One of Tenneco’s competitors is Meritor Inc (NYSE:MTOR), which has a market cap of $485.94 million and is currently trading at around $5, with a price to earnings ratio of 7.73. Based on these indicators, it I being outperformed by Tenneco.

Cohen holds 862,911 shares of Tenneco, buying 858,211 shares in the third quarter 2011, adding to a holding of 4,700 shares. The average purchase price per share was $34.95. Based on the last trading price of $25.23, he has made a return of -27.81%.

Tenneco’s cash position has improved in the last quarter. The balance sheet showed $163 million in cash for the third quarter 2011, an increase from $161 million in the second quarter. Tenneco’s quarterly revenue growth rate of 15%, versus an industry average of 7.8%, and a return on equity of 150.56%, versus an industry average of 18.1%, indicates that it is outperforming many of its competitors.

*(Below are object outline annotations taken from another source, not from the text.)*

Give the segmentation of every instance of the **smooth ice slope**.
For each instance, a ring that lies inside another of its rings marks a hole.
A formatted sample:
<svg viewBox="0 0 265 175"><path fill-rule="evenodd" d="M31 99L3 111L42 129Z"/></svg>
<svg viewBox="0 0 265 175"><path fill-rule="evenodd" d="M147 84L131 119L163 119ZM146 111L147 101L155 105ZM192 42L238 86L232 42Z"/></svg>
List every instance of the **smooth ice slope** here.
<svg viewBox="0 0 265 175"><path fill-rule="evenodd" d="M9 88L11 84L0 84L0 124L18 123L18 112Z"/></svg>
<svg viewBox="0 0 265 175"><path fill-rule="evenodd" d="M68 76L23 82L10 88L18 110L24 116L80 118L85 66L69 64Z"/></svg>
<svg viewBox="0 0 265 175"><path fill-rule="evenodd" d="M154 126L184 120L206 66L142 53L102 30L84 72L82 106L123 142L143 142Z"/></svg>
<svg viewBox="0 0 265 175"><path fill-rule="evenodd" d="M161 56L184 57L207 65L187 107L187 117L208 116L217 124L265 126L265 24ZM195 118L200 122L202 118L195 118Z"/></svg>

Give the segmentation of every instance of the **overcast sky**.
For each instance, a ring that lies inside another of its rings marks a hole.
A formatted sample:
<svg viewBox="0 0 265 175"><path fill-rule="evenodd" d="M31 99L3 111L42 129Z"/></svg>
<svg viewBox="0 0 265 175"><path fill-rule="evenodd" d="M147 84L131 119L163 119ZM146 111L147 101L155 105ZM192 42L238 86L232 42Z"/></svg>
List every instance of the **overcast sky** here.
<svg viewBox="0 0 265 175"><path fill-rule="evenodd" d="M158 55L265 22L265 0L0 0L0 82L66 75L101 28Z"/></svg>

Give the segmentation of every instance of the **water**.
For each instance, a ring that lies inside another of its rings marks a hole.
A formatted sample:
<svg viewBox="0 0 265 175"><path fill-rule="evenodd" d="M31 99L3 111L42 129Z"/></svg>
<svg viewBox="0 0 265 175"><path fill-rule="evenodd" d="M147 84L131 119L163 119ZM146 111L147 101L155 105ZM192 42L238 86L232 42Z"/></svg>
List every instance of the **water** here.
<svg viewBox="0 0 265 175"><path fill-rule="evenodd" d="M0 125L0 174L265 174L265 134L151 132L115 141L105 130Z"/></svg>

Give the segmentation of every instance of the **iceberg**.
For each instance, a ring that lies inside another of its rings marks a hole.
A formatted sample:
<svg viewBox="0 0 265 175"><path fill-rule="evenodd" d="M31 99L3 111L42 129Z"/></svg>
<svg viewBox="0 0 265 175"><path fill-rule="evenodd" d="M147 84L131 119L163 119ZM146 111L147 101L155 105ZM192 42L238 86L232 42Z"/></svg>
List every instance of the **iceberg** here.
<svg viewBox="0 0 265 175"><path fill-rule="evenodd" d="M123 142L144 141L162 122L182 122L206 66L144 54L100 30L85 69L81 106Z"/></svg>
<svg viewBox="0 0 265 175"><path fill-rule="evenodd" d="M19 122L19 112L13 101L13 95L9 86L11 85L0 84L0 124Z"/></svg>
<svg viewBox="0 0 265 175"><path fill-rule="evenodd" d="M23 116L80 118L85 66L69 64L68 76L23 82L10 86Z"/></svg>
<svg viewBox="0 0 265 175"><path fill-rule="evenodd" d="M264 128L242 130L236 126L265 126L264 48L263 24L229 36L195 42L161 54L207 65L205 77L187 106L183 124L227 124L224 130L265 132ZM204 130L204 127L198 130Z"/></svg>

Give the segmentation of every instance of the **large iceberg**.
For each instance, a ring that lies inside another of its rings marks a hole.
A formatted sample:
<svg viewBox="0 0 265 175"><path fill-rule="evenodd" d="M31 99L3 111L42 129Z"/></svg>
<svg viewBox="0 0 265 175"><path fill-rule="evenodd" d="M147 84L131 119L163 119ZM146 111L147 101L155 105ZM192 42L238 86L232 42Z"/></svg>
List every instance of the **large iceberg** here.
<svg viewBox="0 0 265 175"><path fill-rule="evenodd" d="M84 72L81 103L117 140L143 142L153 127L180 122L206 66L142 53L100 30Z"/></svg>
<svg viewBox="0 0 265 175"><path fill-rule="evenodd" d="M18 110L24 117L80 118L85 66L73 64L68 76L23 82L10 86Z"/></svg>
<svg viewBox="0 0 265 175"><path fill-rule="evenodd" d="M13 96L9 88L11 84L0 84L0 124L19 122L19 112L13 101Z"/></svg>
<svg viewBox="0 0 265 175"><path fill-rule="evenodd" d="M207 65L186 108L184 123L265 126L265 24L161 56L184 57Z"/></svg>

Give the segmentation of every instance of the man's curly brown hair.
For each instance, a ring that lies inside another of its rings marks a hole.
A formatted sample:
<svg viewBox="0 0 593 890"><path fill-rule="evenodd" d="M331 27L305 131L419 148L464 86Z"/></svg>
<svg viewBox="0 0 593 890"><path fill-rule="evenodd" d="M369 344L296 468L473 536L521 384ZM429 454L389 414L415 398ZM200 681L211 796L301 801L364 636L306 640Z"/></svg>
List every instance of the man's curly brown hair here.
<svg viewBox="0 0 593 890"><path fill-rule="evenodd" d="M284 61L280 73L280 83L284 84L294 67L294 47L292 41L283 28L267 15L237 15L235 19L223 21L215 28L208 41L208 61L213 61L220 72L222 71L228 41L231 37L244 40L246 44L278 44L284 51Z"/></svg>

The outlook for the auto parts industry is quite positive with Moody's Investors Services recently revising the outlook from stable to positive. This improvement in the industry outlook is being driven by improving US economic indicators and the growing demand for vehicle parts.

Despite the positive industry outlook and Tenneco’s recent increased cash holdings I do not agree with Cohen’s decision to invest in the company, due to Tenneco’s decreased earnings and substantial decrease in net income for the third quarter. Accordingly, I would prefer to take a wait and see approach with this company and I rate it as hold.